On 10/26/2016 12:58 AM, Larry Evans wrote:
On 10/25/2016 11:07 PM, Michael Marcin wrote:
On 10/25/2016 8:23 PM, Larry Evans wrote:
At the very least support for the basic SSE 16 byte alignment of subarrays is crucial.
My best idea so far is some magic wrapper type that gets special treatment. Like: using data_t = soa_block< float3, soa_align<float,16>, bool >;
Something like:
template<typename T, std::size_t Alignment> struct alignas(Alignment) soa_align { T data; };
Have you tried that yet. If not, I might try.
The issue is you don't want to overalign all elements of the array, just the first element.
But aligning the first soa_align<T,A> is all that's needed because sizeof(soa_align<T,A>)%A == 0, hence, all subsequent elements would be aligned. At least that's my understanding. Am I missing something?

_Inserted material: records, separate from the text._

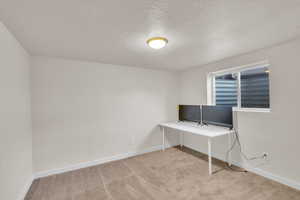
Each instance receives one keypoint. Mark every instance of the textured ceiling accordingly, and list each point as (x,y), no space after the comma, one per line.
(115,31)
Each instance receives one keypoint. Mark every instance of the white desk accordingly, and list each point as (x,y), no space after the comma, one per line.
(207,131)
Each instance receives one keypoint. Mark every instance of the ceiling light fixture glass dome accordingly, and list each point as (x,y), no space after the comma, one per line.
(157,42)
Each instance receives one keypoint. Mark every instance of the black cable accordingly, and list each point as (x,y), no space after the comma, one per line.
(237,141)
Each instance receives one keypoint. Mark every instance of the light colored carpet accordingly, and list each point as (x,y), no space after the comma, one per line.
(171,175)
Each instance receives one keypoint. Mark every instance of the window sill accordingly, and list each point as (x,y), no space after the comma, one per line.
(260,110)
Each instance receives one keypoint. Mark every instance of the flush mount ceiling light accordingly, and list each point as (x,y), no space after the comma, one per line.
(157,42)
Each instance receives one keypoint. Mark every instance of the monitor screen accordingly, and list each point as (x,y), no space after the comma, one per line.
(217,115)
(190,113)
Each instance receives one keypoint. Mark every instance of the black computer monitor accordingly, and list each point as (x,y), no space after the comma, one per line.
(190,113)
(217,115)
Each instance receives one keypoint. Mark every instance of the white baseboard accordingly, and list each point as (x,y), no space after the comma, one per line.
(25,189)
(96,162)
(258,171)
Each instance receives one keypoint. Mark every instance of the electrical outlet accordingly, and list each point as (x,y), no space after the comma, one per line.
(265,155)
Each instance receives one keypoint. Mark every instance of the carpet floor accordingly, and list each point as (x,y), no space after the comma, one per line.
(175,174)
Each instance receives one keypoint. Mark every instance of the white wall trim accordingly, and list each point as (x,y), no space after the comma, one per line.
(249,168)
(98,161)
(25,189)
(258,171)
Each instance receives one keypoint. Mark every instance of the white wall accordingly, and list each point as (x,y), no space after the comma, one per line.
(15,119)
(276,133)
(84,111)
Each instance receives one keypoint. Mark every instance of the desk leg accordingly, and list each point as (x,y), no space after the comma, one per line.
(181,140)
(209,157)
(163,147)
(229,147)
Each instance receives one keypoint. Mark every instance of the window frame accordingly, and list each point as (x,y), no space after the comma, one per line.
(211,99)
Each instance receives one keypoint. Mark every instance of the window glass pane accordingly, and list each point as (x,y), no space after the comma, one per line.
(226,90)
(255,88)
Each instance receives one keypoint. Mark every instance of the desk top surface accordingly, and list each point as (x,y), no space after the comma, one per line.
(190,127)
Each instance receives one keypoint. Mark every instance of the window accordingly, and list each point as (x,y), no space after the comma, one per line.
(244,87)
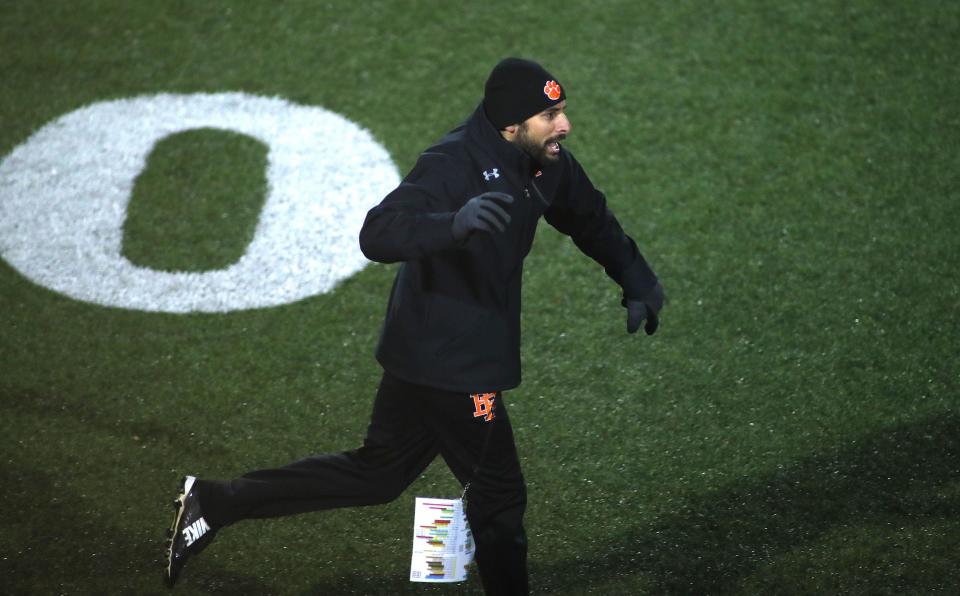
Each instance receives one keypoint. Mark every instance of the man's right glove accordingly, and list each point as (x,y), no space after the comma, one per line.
(482,213)
(648,308)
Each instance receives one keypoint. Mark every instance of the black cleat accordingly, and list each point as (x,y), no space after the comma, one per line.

Perhaps I'm misunderstanding. Using your struct above: std::array< soa_align<float, 16>, 4 > data; std::cout << "align array: " << alignof(decltype(data)) << '\n' << "size element: " << sizeof( data[0] ) << '\n' << "size array: " << sizeof( data ) << '\n' << "offset[1]: " << (char*)&(data[1]) - (char*)data.data() << '\n'; align array: 16 size element: 16 size array: 64 offset[1]: 16 For data to work with SSE instructions this needs to report: align array: 16 size element: 4 size array: 16 offset[1]: 4 i.e. 4 floats have to be contiguous in memory, and the *first* float has to be aligned to 16 bytes.
I have a working solution (using Peter Dimov's mp11 library as I'm not well-versed in post cpp03 metaprogramming).

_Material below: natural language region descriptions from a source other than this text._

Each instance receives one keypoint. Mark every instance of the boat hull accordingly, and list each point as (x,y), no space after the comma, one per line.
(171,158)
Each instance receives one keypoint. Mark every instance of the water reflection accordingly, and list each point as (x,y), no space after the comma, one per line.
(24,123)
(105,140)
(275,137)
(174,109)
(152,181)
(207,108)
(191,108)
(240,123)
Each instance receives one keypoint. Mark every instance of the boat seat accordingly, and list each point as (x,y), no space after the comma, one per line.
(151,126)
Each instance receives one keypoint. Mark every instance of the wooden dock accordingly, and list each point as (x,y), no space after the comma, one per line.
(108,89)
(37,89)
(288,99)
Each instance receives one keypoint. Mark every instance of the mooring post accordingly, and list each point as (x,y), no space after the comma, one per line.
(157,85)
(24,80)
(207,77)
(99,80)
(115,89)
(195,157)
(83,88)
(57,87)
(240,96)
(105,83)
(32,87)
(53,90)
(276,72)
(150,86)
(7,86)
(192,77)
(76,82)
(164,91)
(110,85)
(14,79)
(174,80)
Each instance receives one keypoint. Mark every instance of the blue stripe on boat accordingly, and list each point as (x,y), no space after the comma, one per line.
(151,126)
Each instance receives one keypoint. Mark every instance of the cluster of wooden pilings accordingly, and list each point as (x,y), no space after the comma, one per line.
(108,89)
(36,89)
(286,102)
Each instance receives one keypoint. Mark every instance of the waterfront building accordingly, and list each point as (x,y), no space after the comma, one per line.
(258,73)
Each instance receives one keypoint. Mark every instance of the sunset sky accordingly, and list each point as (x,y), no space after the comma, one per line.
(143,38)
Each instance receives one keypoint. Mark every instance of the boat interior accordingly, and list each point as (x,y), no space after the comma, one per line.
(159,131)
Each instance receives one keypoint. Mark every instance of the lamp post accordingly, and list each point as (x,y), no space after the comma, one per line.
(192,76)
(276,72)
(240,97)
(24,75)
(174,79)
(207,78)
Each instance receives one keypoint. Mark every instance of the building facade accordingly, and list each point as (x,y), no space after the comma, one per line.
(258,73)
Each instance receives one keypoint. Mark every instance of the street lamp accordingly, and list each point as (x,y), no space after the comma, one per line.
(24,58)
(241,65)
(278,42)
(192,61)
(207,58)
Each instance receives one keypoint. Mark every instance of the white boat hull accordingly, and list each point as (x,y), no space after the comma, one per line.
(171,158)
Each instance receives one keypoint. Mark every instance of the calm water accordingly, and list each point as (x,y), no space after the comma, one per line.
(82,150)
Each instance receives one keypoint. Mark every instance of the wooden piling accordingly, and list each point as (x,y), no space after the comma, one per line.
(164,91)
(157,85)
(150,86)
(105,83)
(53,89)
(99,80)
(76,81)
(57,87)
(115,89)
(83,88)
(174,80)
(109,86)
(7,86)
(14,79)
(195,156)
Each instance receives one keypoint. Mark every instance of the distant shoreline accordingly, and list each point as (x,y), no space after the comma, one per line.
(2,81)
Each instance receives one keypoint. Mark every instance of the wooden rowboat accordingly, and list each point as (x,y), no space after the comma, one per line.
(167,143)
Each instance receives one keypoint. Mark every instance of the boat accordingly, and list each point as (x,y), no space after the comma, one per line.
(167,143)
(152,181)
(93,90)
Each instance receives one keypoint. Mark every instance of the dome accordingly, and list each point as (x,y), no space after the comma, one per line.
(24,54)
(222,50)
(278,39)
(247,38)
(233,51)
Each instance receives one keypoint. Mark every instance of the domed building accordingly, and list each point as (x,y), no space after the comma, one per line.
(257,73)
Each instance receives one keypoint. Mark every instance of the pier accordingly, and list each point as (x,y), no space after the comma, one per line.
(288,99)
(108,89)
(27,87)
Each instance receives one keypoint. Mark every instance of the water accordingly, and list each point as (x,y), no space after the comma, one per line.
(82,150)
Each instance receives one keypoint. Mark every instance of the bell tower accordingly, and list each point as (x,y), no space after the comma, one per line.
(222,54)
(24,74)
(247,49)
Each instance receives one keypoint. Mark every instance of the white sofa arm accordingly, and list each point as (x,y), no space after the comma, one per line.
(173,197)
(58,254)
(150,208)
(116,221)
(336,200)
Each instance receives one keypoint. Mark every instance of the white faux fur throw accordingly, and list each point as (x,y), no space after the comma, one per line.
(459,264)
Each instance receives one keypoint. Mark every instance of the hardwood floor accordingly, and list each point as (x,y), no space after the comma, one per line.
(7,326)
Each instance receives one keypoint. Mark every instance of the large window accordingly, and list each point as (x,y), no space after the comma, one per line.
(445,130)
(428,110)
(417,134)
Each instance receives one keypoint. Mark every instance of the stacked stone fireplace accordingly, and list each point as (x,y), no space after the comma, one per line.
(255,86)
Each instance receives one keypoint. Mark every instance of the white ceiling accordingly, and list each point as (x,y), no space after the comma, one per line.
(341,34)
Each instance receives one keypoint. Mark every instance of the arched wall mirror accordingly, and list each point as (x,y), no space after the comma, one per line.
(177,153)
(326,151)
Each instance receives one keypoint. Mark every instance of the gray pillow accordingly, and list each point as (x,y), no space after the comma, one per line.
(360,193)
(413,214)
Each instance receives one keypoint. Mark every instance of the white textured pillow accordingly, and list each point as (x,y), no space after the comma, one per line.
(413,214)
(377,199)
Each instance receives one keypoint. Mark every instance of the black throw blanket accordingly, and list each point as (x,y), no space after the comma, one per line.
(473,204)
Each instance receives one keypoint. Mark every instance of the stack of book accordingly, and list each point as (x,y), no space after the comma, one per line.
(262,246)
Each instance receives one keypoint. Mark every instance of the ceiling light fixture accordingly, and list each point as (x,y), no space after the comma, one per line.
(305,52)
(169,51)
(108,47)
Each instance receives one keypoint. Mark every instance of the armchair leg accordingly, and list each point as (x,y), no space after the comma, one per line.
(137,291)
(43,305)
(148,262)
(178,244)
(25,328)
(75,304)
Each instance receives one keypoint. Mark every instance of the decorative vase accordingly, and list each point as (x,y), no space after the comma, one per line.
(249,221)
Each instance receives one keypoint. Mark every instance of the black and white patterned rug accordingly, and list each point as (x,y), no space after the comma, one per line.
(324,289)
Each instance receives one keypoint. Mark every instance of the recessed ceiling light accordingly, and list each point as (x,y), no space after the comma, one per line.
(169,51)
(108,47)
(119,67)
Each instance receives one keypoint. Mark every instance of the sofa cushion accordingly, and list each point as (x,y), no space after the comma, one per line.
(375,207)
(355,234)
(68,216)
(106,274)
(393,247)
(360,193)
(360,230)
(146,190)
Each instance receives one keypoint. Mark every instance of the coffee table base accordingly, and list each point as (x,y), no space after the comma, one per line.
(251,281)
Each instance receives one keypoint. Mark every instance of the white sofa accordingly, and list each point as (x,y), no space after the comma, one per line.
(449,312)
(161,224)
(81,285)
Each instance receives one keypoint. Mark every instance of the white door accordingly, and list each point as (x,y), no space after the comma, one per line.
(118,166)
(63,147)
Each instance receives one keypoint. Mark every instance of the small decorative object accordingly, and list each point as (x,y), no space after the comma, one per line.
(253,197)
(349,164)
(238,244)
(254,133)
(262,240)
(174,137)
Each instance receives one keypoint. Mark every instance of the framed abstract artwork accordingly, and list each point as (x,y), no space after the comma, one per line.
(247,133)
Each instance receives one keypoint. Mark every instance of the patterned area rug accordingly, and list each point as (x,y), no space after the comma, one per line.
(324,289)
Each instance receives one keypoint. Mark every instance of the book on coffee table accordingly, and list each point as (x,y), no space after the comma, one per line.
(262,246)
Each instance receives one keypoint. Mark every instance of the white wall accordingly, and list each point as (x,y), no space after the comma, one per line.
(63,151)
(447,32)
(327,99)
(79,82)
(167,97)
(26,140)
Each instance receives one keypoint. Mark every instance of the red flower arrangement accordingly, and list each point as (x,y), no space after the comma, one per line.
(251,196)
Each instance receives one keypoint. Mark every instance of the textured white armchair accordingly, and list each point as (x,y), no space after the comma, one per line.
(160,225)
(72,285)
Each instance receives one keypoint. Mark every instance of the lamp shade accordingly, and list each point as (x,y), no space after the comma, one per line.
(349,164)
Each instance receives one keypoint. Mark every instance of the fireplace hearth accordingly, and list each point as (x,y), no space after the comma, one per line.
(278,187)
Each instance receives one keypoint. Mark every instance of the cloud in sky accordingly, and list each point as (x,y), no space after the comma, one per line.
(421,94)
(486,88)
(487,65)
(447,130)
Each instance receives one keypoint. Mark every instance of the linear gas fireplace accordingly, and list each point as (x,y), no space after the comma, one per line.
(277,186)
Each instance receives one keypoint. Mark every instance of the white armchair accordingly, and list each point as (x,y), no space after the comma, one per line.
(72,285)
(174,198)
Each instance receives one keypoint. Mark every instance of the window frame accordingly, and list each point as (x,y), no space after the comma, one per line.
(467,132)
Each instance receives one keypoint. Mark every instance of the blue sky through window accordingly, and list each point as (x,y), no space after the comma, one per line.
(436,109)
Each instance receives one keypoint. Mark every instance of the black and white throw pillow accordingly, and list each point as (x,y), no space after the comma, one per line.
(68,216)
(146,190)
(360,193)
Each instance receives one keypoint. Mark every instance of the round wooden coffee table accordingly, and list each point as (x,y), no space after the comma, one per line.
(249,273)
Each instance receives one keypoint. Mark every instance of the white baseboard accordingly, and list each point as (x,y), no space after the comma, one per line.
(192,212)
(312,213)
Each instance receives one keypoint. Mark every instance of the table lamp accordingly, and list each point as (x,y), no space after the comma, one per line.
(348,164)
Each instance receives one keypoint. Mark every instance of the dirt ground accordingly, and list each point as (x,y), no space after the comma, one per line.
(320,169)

I'm just trying to play around with implementation ideas at the moment.
Basically it'd be a nice to store only a single pointer and cheap constant time member sub-array access.
But with alignment concerns all I've managed so far are two implementations.
1. 1 pointer with linear time member array access 2. n-pointers with constant time member array access
I feel like there should exist implementation that trades a bit of dynamic allocation size for a single pointer and constant time member array access.
I intended soa_block to fill that need (after all the tasks shown in the **TODO** comments were done). If you see some flaw in the code, of course, I love to hear about it. **TODO**
IIRC it had implemented roughly the #2 strategy, storing a pointer + an array of n+1 offsets to access n members in constant time.